Authors:
Agnimitra Dasgupta | University of Southern California | United States
Qian Fang | University of Southern California | United States
Erik Johnson | University of Southern California | United States
Steven Wojtkiewicz | Clarkson University | United States
Hideo Fujitani | Kobe University | Japan
Yoichi Mukai | Kobe University | Japan
Eiji Sato | National Institute for Earth Science and Disaster Prevention, E-Defense | Japan
Machine learning (ML) models, particularly deep learning (DL) models, are increasingly being augmented with information from physics-based (PB) simulation models to develop surrogates that reduce the computational cost of multiple forward model runs for uncertainty quantification, optimization, control, etc. Traditionally, physics-informed ML/DL models are trained by augmenting the loss/cost function with the PB model’s governing equation. However, a priori knowledge of PB model that can accurately capture the underlying physics is usually unavailable.
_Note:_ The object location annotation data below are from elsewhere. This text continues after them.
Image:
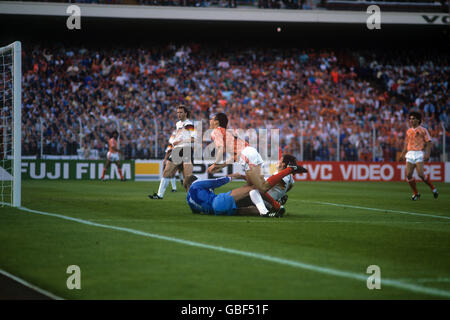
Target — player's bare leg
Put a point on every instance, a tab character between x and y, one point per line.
187	169
119	168
241	193
412	182
255	178
421	174
169	171
247	211
108	163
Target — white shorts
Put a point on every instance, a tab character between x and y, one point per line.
414	156
113	157
249	157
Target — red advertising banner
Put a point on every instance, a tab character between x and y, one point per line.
365	171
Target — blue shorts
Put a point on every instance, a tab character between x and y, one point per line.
224	204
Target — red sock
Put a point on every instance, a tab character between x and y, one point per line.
275	204
276	178
412	183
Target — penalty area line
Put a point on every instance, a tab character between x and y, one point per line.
286	262
29	285
379	210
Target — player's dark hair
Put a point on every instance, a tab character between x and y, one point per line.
289	159
223	119
182	106
189	180
416	115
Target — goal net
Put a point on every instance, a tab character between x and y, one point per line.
10	124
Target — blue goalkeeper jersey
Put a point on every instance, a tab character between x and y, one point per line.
201	194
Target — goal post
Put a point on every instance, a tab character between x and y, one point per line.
11	123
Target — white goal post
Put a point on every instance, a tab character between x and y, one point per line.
11	123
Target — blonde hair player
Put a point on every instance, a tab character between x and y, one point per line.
416	151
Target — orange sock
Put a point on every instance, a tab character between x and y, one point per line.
275	204
276	178
412	183
428	182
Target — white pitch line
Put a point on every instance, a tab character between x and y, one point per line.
286	262
29	285
379	210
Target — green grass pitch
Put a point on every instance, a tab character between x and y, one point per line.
317	251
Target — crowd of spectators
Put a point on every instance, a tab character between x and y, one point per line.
270	4
76	96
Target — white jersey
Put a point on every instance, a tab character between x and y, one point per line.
185	131
279	192
171	140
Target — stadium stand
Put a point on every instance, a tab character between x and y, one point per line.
388	5
319	91
264	4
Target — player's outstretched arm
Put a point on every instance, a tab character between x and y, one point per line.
212	183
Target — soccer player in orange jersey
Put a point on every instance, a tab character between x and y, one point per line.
417	150
113	155
249	158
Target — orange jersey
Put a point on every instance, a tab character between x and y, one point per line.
224	138
416	138
112	145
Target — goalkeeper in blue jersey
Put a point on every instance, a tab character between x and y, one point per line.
202	199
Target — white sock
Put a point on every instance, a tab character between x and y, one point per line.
162	186
258	201
174	183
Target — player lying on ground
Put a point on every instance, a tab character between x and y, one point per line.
202	199
416	151
254	204
248	157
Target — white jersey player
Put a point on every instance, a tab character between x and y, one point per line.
183	139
This study presents a strategy to develop physics-informed ML/DL models in the absence of accurate prior PB models, to infer from the data a ‘sufficiently accurate’ PB model. The PB model accuracy is evaluated using model falsification (De et al. 2018), and the ML/DL model is trained using a modified loss function that accounts for the inferred PB model. The approach is used to develop neural network (NN) surrogate models for a magnetorheological (MR) fluid damper tested in different excitations while recording displacement, velocity and commanded electromagnet current. A Bingham-viscoplastic damper model is inferred from some data. The physics-informed NN models are trained and validated using the remaining data, and compared against pure PB models. The developed surrogate models will be used in hybrid simulation studies, implementing various control strategies, on a full-scale structure over the E-defense shake table.